Alliant l'ironie d'Octave Mirbeau et la verve de Jules Renard - auquel ce roman est d'ailleurs dédié dans un avant-propos panégyrique -, Tristan Bernard, lui-même célèbre pour ses mots d'esprit, s'en donne à cœur joie en bousculant son "héros", Daniel, vingt ans, toutes ses dents, prétendant dandy, pour le plus grand bonheur du lecteur et de ses muscles zygomatiques.
Toute fin du XIXème siècle, Daniel, oisif qui ne s'offre pas même le luxe d'être un distingué dilettante, s'apprête à franchir le seuil du nouveau siècle... en ne faisant rien. Son existence se déroule mollement du Moulin Rouge au lit des demi-mondaines, des cafés chics aux stylées villas de villégiature. Foncièrement fainéant, superficiel et médiocre, d'une naïveté qui frise l'idiotie, Daniel est un modèle d'égoïsme. Le prix des choses ? Aucune idée. Les sentiments des autres ? Aucune importance. Mais aussi vrai que son existence est vide, il est avéré que la nature a horreur du vide et Daniel se met donc en quête d'une compagne : Monsieur veut se marier. La blonde Berthe, archétype de la jeune fille accomplie, fera bien l'affaire, aussi entreprend-il sa conquête, entre calculs maladroits et initiatives hasardeuses...

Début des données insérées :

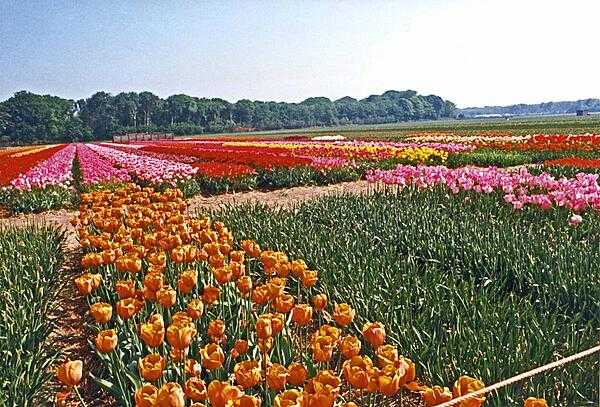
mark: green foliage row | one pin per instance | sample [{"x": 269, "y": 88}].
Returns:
[
  {"x": 30, "y": 283},
  {"x": 464, "y": 284},
  {"x": 29, "y": 118},
  {"x": 36, "y": 200}
]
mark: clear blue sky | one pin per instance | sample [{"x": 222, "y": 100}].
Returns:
[{"x": 473, "y": 52}]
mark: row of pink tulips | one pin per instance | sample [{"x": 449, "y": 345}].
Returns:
[
  {"x": 145, "y": 168},
  {"x": 56, "y": 170},
  {"x": 96, "y": 169},
  {"x": 519, "y": 188}
]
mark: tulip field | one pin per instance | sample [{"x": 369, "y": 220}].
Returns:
[{"x": 471, "y": 259}]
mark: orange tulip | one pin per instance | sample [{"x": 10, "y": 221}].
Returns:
[
  {"x": 216, "y": 329},
  {"x": 297, "y": 374},
  {"x": 219, "y": 393},
  {"x": 289, "y": 398},
  {"x": 405, "y": 369},
  {"x": 298, "y": 267},
  {"x": 388, "y": 380},
  {"x": 187, "y": 281},
  {"x": 277, "y": 376},
  {"x": 153, "y": 332},
  {"x": 350, "y": 346},
  {"x": 276, "y": 286},
  {"x": 166, "y": 296},
  {"x": 277, "y": 323},
  {"x": 260, "y": 295},
  {"x": 244, "y": 285},
  {"x": 154, "y": 281},
  {"x": 245, "y": 401},
  {"x": 195, "y": 389},
  {"x": 436, "y": 395},
  {"x": 195, "y": 308},
  {"x": 328, "y": 330},
  {"x": 106, "y": 341},
  {"x": 193, "y": 368},
  {"x": 323, "y": 390},
  {"x": 60, "y": 398},
  {"x": 302, "y": 314},
  {"x": 212, "y": 356},
  {"x": 158, "y": 259},
  {"x": 283, "y": 303},
  {"x": 223, "y": 275},
  {"x": 533, "y": 402},
  {"x": 180, "y": 336},
  {"x": 374, "y": 333},
  {"x": 70, "y": 372},
  {"x": 465, "y": 385},
  {"x": 356, "y": 371},
  {"x": 387, "y": 355},
  {"x": 87, "y": 283},
  {"x": 211, "y": 295},
  {"x": 128, "y": 307},
  {"x": 251, "y": 248},
  {"x": 178, "y": 255},
  {"x": 309, "y": 278},
  {"x": 343, "y": 314},
  {"x": 217, "y": 261},
  {"x": 146, "y": 395},
  {"x": 151, "y": 367},
  {"x": 247, "y": 373},
  {"x": 265, "y": 345},
  {"x": 170, "y": 395},
  {"x": 319, "y": 302},
  {"x": 91, "y": 260},
  {"x": 125, "y": 289},
  {"x": 101, "y": 311},
  {"x": 239, "y": 348},
  {"x": 264, "y": 328},
  {"x": 322, "y": 348}
]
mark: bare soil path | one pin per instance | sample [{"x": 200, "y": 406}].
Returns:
[{"x": 276, "y": 198}]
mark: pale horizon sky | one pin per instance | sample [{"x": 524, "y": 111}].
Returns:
[{"x": 472, "y": 52}]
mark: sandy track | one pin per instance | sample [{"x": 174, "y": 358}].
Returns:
[{"x": 277, "y": 198}]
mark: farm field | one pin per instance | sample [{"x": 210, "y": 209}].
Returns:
[{"x": 471, "y": 257}]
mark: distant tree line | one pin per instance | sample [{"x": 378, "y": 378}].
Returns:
[
  {"x": 547, "y": 108},
  {"x": 31, "y": 118}
]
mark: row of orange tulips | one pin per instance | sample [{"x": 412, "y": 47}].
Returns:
[{"x": 201, "y": 318}]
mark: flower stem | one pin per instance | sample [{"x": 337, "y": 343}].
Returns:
[{"x": 79, "y": 396}]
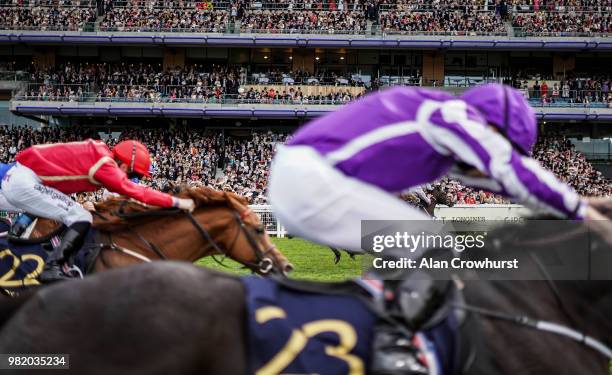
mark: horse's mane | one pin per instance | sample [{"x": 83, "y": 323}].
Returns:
[{"x": 111, "y": 213}]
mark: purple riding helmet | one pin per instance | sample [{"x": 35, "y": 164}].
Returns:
[{"x": 507, "y": 110}]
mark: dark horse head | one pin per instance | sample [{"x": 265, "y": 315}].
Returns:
[{"x": 544, "y": 288}]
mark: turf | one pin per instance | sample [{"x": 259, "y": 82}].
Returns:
[{"x": 311, "y": 261}]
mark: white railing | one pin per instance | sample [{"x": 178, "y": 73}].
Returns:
[
  {"x": 482, "y": 212},
  {"x": 460, "y": 212}
]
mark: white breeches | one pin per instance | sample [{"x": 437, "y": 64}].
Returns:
[
  {"x": 315, "y": 201},
  {"x": 25, "y": 191}
]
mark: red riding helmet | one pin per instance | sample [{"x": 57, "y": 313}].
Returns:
[{"x": 135, "y": 155}]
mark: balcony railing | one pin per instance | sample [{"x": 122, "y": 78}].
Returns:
[{"x": 200, "y": 94}]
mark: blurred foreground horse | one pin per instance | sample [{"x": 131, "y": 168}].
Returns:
[{"x": 220, "y": 324}]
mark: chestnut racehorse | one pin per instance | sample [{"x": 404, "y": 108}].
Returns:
[{"x": 222, "y": 224}]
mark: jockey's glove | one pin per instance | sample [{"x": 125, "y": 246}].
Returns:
[{"x": 184, "y": 204}]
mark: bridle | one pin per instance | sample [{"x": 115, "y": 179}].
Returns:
[{"x": 263, "y": 263}]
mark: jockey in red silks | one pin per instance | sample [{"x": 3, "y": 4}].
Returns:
[{"x": 44, "y": 174}]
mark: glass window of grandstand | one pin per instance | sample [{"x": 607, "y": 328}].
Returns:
[
  {"x": 299, "y": 66},
  {"x": 399, "y": 69},
  {"x": 465, "y": 69}
]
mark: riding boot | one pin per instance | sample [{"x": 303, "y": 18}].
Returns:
[
  {"x": 72, "y": 241},
  {"x": 20, "y": 225}
]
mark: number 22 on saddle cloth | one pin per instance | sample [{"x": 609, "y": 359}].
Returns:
[{"x": 306, "y": 333}]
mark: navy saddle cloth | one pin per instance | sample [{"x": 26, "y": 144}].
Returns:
[
  {"x": 20, "y": 264},
  {"x": 296, "y": 332}
]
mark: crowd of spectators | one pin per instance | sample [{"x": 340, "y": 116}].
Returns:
[
  {"x": 240, "y": 163},
  {"x": 442, "y": 21},
  {"x": 133, "y": 81},
  {"x": 195, "y": 83},
  {"x": 46, "y": 17},
  {"x": 578, "y": 90},
  {"x": 164, "y": 19},
  {"x": 304, "y": 21},
  {"x": 564, "y": 23},
  {"x": 529, "y": 17},
  {"x": 558, "y": 155}
]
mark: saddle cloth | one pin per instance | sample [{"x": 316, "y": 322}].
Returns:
[
  {"x": 297, "y": 332},
  {"x": 20, "y": 264}
]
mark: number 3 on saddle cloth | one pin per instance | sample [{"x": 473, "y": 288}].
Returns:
[
  {"x": 296, "y": 332},
  {"x": 20, "y": 264}
]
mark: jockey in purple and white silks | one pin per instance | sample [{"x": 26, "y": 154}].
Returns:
[{"x": 350, "y": 165}]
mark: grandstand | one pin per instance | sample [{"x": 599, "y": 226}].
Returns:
[{"x": 213, "y": 86}]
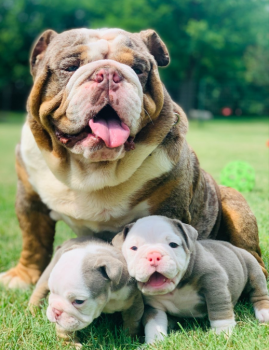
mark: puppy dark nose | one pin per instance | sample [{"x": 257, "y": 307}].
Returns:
[
  {"x": 154, "y": 258},
  {"x": 57, "y": 313}
]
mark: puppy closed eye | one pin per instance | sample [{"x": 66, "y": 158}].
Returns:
[
  {"x": 71, "y": 68},
  {"x": 78, "y": 302},
  {"x": 173, "y": 245}
]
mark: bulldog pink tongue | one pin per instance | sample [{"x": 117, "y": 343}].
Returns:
[
  {"x": 112, "y": 131},
  {"x": 156, "y": 280}
]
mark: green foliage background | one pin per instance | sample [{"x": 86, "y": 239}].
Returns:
[{"x": 219, "y": 49}]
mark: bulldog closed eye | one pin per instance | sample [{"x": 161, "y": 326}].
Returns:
[{"x": 183, "y": 277}]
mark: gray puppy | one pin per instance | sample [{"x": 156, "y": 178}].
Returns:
[
  {"x": 85, "y": 278},
  {"x": 183, "y": 277}
]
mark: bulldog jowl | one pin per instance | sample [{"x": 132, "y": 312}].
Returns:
[{"x": 106, "y": 127}]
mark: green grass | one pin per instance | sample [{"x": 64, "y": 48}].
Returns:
[{"x": 216, "y": 142}]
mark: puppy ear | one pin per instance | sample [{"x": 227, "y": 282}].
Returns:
[
  {"x": 156, "y": 47},
  {"x": 112, "y": 268},
  {"x": 188, "y": 232},
  {"x": 40, "y": 48},
  {"x": 119, "y": 239}
]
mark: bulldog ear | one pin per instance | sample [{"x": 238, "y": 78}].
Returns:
[
  {"x": 111, "y": 268},
  {"x": 156, "y": 47},
  {"x": 119, "y": 239},
  {"x": 39, "y": 49},
  {"x": 188, "y": 232}
]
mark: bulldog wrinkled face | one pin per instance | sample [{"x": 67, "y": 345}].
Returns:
[
  {"x": 98, "y": 78},
  {"x": 73, "y": 304},
  {"x": 156, "y": 256}
]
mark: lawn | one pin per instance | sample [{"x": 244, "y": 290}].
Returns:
[{"x": 216, "y": 142}]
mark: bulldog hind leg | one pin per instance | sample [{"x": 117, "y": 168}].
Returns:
[
  {"x": 238, "y": 225},
  {"x": 38, "y": 231}
]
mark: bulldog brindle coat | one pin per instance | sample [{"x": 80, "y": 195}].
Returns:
[{"x": 101, "y": 147}]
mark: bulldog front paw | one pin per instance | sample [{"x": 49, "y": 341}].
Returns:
[
  {"x": 220, "y": 326},
  {"x": 262, "y": 315},
  {"x": 19, "y": 277}
]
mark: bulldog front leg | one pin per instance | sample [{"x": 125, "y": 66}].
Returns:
[
  {"x": 238, "y": 224},
  {"x": 38, "y": 231},
  {"x": 156, "y": 323}
]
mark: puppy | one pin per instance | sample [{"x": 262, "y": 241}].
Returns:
[
  {"x": 85, "y": 278},
  {"x": 183, "y": 277}
]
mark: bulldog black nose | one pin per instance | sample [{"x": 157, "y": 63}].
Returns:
[{"x": 107, "y": 75}]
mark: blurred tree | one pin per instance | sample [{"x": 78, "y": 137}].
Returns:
[{"x": 214, "y": 42}]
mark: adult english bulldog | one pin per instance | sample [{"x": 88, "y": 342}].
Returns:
[{"x": 104, "y": 145}]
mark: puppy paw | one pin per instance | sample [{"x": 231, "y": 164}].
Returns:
[
  {"x": 225, "y": 326},
  {"x": 262, "y": 315}
]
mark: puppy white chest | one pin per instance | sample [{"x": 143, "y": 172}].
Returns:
[{"x": 183, "y": 302}]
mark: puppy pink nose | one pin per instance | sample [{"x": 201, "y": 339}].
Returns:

En découvrant la plume superbe de Tristan Bernard, je ne m'étonne plus qu'il ait été aussi ami avec Jules Renard, cet autre grand auteur facétieux. Il voue autant d'affection que de mépris à son protagoniste et son humour tout en finesse fait mouche à chaque phrase. A travers ce roman d'apprentissage aussi joyeux qu'instructif, Tristan Bernard nous immerge dans l'atmosphère de la Belle-Epoque avec réalisme mais surtout avec une légèreté qu'on aimerait trouver chez Proust pour le rendre plus digeste.